Suatu kali aku pernah berfikir, sungguh enggan aku membuka mulutku untuk bercakap dan bercerita jika kemudian yang aku terima hanya tanggapan bernada sinis. Sangat jauh dari apa yang aku harapkan. Aku merasa kecewa. Sebab aku perlu waktu untuk mengumpulkan keberanian memulai bercerita. Pun dengan kata kata yang aku lontarkan. Aku perlu memikirkan dan menyusunnya terlebih dahulu dalam benakku. Terserah. Mungkin orang akan berpikiran bahwa aku tak mau dikritik atau apalah. Namun yang pasti aku butuh di dengar dengan sedikit rasa empati.

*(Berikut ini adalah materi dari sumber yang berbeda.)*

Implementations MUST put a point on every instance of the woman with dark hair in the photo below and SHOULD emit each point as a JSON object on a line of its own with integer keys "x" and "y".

Aku tak tahu pasti kapan awal mulanya aku menjadi seorang yang peragu dan begitu sunyi. Aku mengumpulkan ingatanku dengan bantuan orang orang disekitarku yang mengingat segelintir peristiwa masa lalu. Saat aku masih kanak kanak yang bahkan belum bersekolah, aku gemar bertanya ini dan itu kepada semua orang. Aku senang bertanya pada eyang putri saat memasak di dapur. Dapur itu sekaligus ruang makan. Dengan dua kompor minyak di pojok ruang bagian selatan. Lemari dan perabot meja kursi berwarna senada, hijau muda. Aku mengingat setiap detail bagian dari ruangan itu. Bahkan aku masih ingat dimana biasanya eyang menyelipkan pisaunya. Menyimpan bumbu dapur dan aku selalu bertanya sambil mengguncang guncangnya.
"Eyang ini apa?"
"Kluwek."
Ada sesuatu yang terguncang dan berbunyi klutuk klutuk dalam benda yang berwarna kelabu seperti batu tapi ringan itu.
"Isinya apa?"
Eyang merasa lelah barangkali untuk meladeni mulut kecilku yang tak berhenti merepet.
Aku tak ingat siapa yang menghardikku dan memintaku untuk berhenti bertanya. Namun aku yakin. Sesuatu telah terjadi di masa lalu. Merenggut suaraku. Merenggut kepercayaandiriku. Mengambil keberanianku. Aku tersisa menjadi seorang yang terlalu sunyi dan enggan untuk menanggapi perkataan orang. Bahkan ketika mereka menyudutkanku, mengolokku dengan puasnya, aku hanya menatap mereka satu persatu tanpa suara, tanpa perlawanan.
Aku tahu waktu sudah berlalu dan zaman sudah berganti. Tapi kurasa ada sesuatu yang masih terpendam di dalam perasaanku. Entah. Mungkin aku belum memaafkan sebagian dari mereka. Aku merasa tak ada gunanya lagi bertatap muka atau sekadar berbincang dengan orang yang bahkan dulu tak pernah dengan serius menganggapku ada. Jika tak berpapasan nyaris tertubruk mereka tak akan menyapa. Lantas untuk apa aku harus membuang waktuku sekadar menyimak obrolan grup whatsapp berisi mereka? Lupakan. Aku tak peduli dan aku tak ada setitik pun keinginan untuk membuka dan membacanya.
Aku harap Whatsapp bisa lebih canggih untuk memberikan sebuah fitur konfirmasi undangan grup. Berikan dua timbol pilihan "terima" dan "tolak". Maka sudah barang tentu tombol tolak menjadi kesukaanku.